In The Ombudsman Column at PBS.org, Getler looks at Bill Moyers' interview of Reverend Wright, and asks Too Much Reverence for the Reverend? From the column we can gather that Moyers' soft-ball interview with Wright resulted in quite a few outraged letters to PBS, wondering why Moyers didn't ask any tough questions. But I also got the feeling that Getler was more upset about the mocking of PBS that was done in friendly papers like the Washington Post than he was with the interview itself.

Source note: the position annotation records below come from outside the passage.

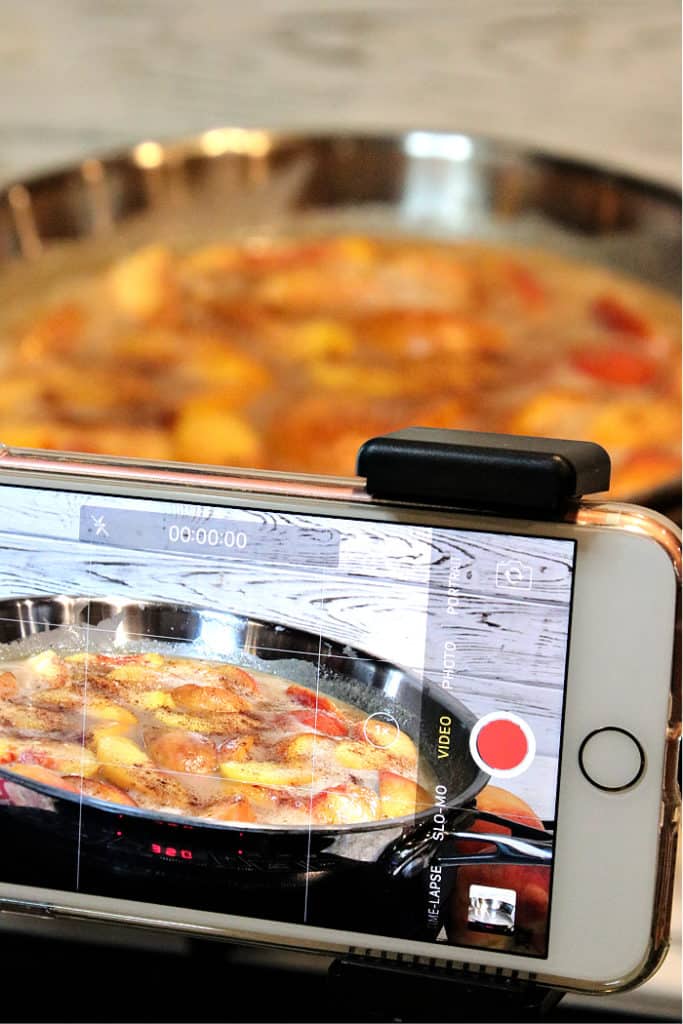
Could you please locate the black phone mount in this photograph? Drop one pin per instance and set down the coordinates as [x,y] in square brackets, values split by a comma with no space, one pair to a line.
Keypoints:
[503,474]
[499,474]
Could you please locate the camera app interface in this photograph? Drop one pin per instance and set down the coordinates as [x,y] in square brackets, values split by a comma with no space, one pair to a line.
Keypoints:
[328,722]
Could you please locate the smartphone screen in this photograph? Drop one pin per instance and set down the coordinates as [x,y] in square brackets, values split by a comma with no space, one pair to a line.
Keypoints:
[330,721]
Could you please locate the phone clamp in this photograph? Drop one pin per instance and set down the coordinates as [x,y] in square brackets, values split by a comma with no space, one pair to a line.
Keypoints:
[396,987]
[504,474]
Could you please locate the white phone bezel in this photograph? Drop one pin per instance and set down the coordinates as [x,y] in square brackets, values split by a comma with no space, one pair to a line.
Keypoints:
[608,663]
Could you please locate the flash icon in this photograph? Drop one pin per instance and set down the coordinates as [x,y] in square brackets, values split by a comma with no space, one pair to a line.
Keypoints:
[99,524]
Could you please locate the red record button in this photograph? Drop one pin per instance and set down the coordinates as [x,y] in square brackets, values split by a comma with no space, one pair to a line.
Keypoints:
[502,744]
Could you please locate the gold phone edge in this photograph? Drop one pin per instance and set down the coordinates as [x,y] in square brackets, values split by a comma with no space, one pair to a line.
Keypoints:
[602,514]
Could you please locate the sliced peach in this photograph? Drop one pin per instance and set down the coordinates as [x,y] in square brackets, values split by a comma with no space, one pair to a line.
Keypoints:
[309,698]
[306,745]
[230,725]
[151,785]
[107,711]
[355,754]
[266,772]
[344,805]
[238,679]
[388,737]
[8,684]
[400,796]
[49,668]
[208,699]
[322,721]
[231,809]
[38,773]
[238,749]
[183,752]
[100,791]
[120,751]
[153,699]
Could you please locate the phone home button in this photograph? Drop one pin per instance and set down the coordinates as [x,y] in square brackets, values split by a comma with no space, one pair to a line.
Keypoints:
[611,759]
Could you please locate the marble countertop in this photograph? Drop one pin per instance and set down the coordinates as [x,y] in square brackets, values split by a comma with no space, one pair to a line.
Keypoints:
[598,80]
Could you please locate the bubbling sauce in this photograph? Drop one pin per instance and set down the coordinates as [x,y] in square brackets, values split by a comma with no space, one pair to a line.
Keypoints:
[203,739]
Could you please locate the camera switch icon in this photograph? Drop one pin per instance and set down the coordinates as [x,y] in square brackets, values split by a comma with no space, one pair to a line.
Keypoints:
[513,574]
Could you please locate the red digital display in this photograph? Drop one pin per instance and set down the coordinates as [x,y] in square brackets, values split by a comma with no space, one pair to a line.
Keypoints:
[171,851]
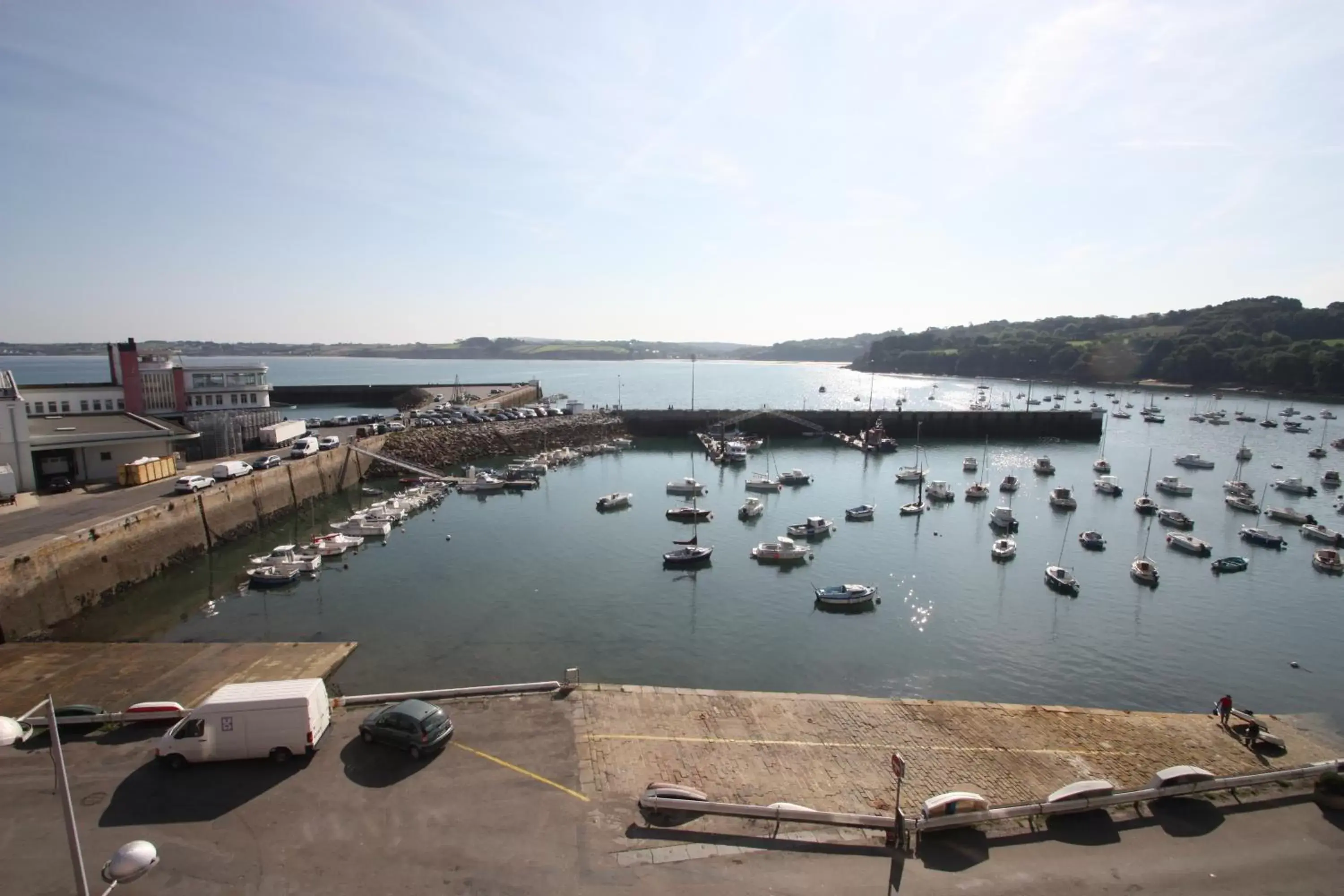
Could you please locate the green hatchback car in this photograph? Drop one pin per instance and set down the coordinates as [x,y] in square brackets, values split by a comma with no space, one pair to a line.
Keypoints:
[414,726]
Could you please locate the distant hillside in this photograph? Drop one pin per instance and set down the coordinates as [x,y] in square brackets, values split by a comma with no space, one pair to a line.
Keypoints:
[1269,342]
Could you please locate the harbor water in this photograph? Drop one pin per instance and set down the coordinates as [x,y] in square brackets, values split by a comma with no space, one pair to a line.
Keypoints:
[533,583]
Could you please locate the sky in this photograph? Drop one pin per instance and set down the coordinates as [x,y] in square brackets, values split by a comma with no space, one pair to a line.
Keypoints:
[752,172]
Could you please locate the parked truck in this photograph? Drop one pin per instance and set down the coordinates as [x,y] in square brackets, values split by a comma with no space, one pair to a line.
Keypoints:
[281,435]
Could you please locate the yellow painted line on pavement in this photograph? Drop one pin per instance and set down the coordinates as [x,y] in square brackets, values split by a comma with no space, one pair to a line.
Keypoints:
[522,771]
[858,746]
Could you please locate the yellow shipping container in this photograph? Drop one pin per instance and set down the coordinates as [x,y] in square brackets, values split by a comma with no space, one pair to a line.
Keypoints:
[159,468]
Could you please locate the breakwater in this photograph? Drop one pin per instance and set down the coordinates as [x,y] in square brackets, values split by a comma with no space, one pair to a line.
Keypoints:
[902,425]
[72,573]
[443,448]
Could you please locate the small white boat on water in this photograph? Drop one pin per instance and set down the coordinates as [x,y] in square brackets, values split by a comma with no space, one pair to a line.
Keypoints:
[271,577]
[686,485]
[812,528]
[1172,485]
[1190,544]
[940,491]
[846,595]
[1108,485]
[783,550]
[615,501]
[287,556]
[1064,499]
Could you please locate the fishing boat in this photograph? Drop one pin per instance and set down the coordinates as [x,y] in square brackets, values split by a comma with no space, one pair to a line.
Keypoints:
[1092,540]
[1319,532]
[1328,560]
[783,550]
[814,527]
[686,485]
[1172,485]
[861,513]
[846,595]
[287,556]
[1108,485]
[940,491]
[1175,519]
[271,577]
[1295,485]
[1190,544]
[615,501]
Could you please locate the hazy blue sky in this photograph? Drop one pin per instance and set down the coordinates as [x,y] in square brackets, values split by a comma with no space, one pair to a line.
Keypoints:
[345,171]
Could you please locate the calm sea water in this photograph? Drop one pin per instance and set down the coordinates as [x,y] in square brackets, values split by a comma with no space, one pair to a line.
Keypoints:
[530,585]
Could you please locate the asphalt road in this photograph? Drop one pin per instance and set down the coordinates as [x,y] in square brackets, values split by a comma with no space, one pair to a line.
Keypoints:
[499,812]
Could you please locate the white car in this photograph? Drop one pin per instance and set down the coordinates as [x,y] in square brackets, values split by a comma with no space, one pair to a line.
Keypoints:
[193,484]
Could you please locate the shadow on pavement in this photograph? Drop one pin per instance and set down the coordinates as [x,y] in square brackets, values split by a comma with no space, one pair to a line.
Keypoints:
[956,849]
[379,765]
[156,796]
[1093,828]
[749,841]
[1186,816]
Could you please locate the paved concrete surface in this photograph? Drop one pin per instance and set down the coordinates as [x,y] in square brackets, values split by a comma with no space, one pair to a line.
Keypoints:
[113,676]
[498,813]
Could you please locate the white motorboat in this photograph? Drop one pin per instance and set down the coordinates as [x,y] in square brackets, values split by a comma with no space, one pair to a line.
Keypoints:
[1190,544]
[940,491]
[1322,534]
[1064,499]
[1144,571]
[812,528]
[1108,485]
[846,595]
[1295,485]
[615,501]
[361,524]
[783,550]
[686,485]
[1328,560]
[1172,485]
[271,577]
[287,556]
[762,482]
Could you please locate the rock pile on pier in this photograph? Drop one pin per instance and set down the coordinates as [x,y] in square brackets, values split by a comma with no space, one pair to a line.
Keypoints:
[447,448]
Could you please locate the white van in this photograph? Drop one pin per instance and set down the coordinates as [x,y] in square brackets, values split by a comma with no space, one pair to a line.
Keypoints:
[303,448]
[250,720]
[230,470]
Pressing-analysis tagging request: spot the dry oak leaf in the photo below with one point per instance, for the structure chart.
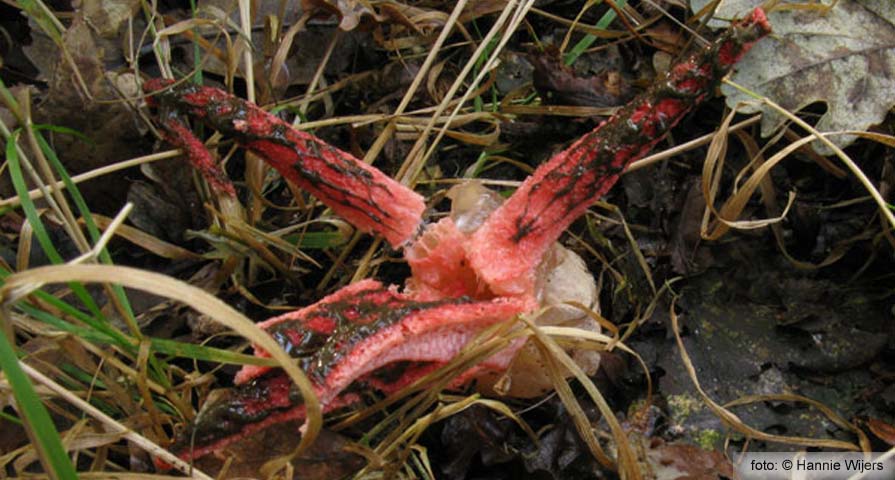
(843, 57)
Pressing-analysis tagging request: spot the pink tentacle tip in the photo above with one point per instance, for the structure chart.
(760, 19)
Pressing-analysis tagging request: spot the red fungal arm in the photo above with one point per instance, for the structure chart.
(506, 249)
(361, 194)
(364, 336)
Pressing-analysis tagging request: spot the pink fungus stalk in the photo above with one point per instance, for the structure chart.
(464, 278)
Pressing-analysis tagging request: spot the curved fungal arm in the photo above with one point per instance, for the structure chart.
(509, 245)
(361, 194)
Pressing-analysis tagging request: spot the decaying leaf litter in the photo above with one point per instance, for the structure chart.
(774, 284)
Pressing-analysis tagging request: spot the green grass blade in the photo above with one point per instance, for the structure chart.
(37, 419)
(589, 39)
(40, 231)
(81, 205)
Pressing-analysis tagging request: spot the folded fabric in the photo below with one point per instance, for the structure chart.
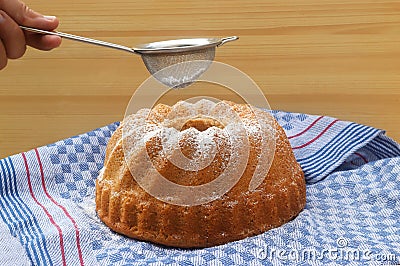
(351, 216)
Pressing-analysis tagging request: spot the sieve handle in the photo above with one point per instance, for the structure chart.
(228, 39)
(80, 39)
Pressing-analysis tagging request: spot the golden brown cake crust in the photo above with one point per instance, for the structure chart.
(126, 208)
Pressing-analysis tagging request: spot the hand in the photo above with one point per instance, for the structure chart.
(13, 39)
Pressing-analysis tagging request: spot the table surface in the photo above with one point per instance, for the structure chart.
(328, 57)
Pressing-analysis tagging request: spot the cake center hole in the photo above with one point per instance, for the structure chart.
(202, 123)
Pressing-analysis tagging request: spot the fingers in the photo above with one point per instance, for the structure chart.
(12, 37)
(25, 16)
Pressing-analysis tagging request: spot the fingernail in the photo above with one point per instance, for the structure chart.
(50, 18)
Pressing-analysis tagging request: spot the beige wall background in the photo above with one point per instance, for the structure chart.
(329, 57)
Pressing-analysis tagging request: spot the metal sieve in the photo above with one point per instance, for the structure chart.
(184, 60)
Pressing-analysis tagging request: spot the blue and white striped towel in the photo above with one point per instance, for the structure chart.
(351, 217)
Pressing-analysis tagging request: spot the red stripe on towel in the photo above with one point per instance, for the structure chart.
(45, 210)
(78, 245)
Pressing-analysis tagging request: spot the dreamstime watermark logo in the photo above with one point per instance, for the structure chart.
(341, 252)
(141, 128)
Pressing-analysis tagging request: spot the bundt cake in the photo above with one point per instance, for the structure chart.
(198, 175)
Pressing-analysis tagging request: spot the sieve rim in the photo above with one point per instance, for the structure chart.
(178, 45)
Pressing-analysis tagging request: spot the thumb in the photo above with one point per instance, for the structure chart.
(25, 16)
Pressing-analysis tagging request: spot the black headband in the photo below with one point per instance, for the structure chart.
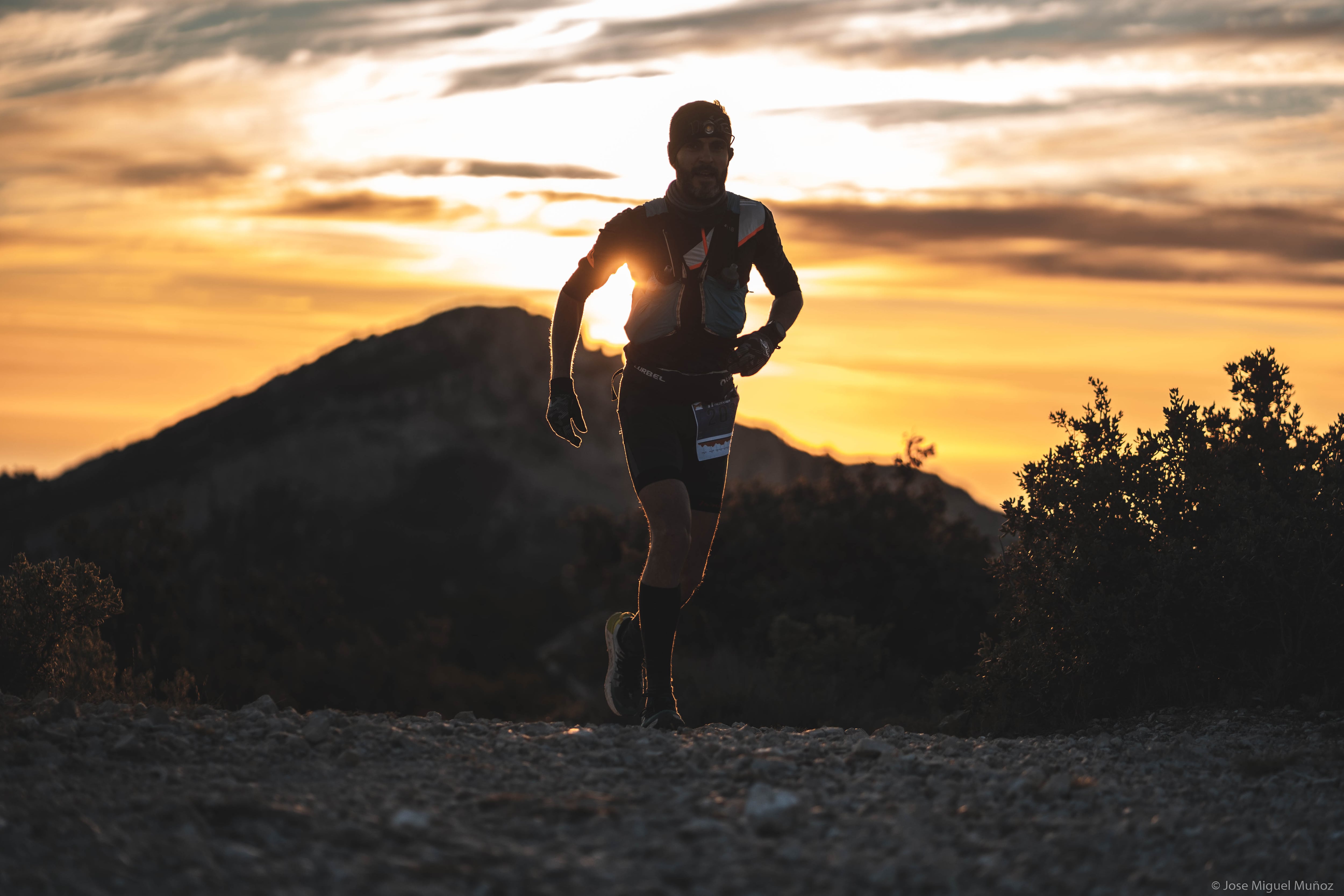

Perhaps the reason why Moyers wasn't "challenging any of its content" was because he shares some of those same views with Wright? I guess Getler didn't want to upset the famed journalist by asking that question. Apparently, the fact that the way that the New York Times dealt with Reverend Wright's media blitz last weekend with a front page article by Alessandra Stanley, their television critic, didn't go over too well with Times readers either. Clark Hoyt, in his column titled The Preacher's New Pulpit, notes first that the NYT's web reporting on Wright was, in his opinion, "aggressive", but then lays into how the editors of the paper dealt with the story - with a little prodding from some readers:
The amount of column space that Hoyt crowds with his praise for the NYT's coverage of Wright before the Stanley incident shows just how much the ombudsman hated writing this piece. As is shown by the "crazy old uncle" theory proposed by Stanley in her column, the Times was trying its best to cover for Obama and Wright on this one (as was Moyers in his interview over on PBS), and Hoyt knows it. One wonders if either rebuke would have occurred had Barack Obama himself not denounced his friend Reverend Wright last Tuesday, but at least it's a start. Perhaps the NYT should next devote a front-page article explaining the views of what was at the foundation of Reverend Wright's ministry at Trinity United Church of Christ -- black liberation theology - and if Barack Obama, after his enriching 20-year experience as a member of that church, shares those views.